In the Philippines, the law mandates that every city and municipality should have a public library. You can find here the entire details of the Republic Act.
This made me disappointed and happy at the same time. It’s like being given an equal serving of both the good and bad news.
On the positive side, the law made me realize that the government values the importance of reading and the critical role that libraries play. More than a place for books, the library is treated as a place to learn, discover, and improve the population’s literacy. I can personally attest to this claim. I consider myself as a living example of how reading improved my learning and writing skills. Reading gave me a happier and lighter learning opportunity.
I believe the law also gave Librarians their desired good news. Librarians feel a sense of value and empowerment in their profession.

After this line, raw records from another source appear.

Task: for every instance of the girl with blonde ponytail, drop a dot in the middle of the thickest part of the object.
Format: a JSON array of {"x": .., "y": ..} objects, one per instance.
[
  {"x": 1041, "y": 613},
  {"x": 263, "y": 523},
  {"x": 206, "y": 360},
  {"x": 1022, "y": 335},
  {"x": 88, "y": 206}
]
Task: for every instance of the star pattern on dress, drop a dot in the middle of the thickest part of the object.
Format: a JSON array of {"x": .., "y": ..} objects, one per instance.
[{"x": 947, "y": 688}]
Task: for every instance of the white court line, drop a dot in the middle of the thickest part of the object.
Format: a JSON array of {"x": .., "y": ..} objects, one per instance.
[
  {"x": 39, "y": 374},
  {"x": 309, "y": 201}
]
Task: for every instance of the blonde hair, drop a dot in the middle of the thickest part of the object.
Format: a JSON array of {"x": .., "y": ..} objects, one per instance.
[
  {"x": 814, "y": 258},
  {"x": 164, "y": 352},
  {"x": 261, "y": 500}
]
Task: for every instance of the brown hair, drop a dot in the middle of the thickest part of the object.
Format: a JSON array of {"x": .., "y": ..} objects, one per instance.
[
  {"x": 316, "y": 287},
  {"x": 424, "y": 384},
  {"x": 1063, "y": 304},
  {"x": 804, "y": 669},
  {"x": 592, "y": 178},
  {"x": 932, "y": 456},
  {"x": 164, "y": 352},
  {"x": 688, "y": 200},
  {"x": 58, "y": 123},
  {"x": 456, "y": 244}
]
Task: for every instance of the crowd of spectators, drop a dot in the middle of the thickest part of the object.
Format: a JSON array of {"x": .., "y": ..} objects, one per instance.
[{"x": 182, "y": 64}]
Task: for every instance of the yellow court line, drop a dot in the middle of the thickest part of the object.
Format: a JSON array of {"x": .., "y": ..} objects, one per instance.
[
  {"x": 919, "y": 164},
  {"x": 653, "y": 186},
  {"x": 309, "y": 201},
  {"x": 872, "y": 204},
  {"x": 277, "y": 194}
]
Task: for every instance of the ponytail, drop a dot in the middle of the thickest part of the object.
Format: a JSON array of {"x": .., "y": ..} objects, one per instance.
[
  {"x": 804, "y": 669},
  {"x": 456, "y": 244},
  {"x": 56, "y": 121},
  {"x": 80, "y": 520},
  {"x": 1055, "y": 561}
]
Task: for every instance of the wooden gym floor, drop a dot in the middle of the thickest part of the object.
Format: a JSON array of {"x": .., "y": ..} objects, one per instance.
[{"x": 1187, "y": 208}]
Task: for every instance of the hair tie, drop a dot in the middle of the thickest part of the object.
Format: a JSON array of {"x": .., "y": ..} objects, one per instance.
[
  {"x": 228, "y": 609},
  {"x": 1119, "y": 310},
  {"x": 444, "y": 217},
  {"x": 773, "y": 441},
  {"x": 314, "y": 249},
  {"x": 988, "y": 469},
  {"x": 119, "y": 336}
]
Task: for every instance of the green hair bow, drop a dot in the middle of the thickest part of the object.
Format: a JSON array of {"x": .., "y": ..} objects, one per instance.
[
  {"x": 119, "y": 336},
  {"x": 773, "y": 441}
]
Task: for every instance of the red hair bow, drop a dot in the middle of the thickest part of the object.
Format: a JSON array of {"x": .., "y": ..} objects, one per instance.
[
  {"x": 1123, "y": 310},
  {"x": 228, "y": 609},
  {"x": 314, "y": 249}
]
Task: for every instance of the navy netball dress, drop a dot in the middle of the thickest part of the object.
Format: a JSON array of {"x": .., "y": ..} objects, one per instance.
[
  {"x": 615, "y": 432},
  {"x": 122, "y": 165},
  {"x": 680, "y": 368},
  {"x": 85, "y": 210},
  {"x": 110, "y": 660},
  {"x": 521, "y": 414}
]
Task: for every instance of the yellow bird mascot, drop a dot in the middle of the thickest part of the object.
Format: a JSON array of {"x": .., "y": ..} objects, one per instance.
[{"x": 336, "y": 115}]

Come with the good news is a story of disappointment. Why? Obviously, not all cities and municipalities are complying with the mandate. In Manila, there used to be the City Library of Manila when I was still in College. I’ve never been to the City Library because I was always headed to the National Library. Years before I graduated from college, a classmate told me that the City Government shut down the Library. Years after and I’m already working, the Library’s building remained as an idle space.
I’m sure, Manila is not the first to eradicate their city library. There are more cities to form the list. I don’t need to discuss and make a long list to prove the need for a city library. Some might tell me that there’s Google and the illegal e-books everywhere. So why bother to maintain a city library? In the case of the Philippines, we have to consider the fact that not everyone has immediate access to a computer with internet connection at any time of the day. Internet is cheaper but users still have to pay. As for e-books, we all know that not all kids have the platform for e-books. Not in the case of a public library, where anyone can freely access every resource.
I guess this is another classic example of a law that is meant for archiving than working.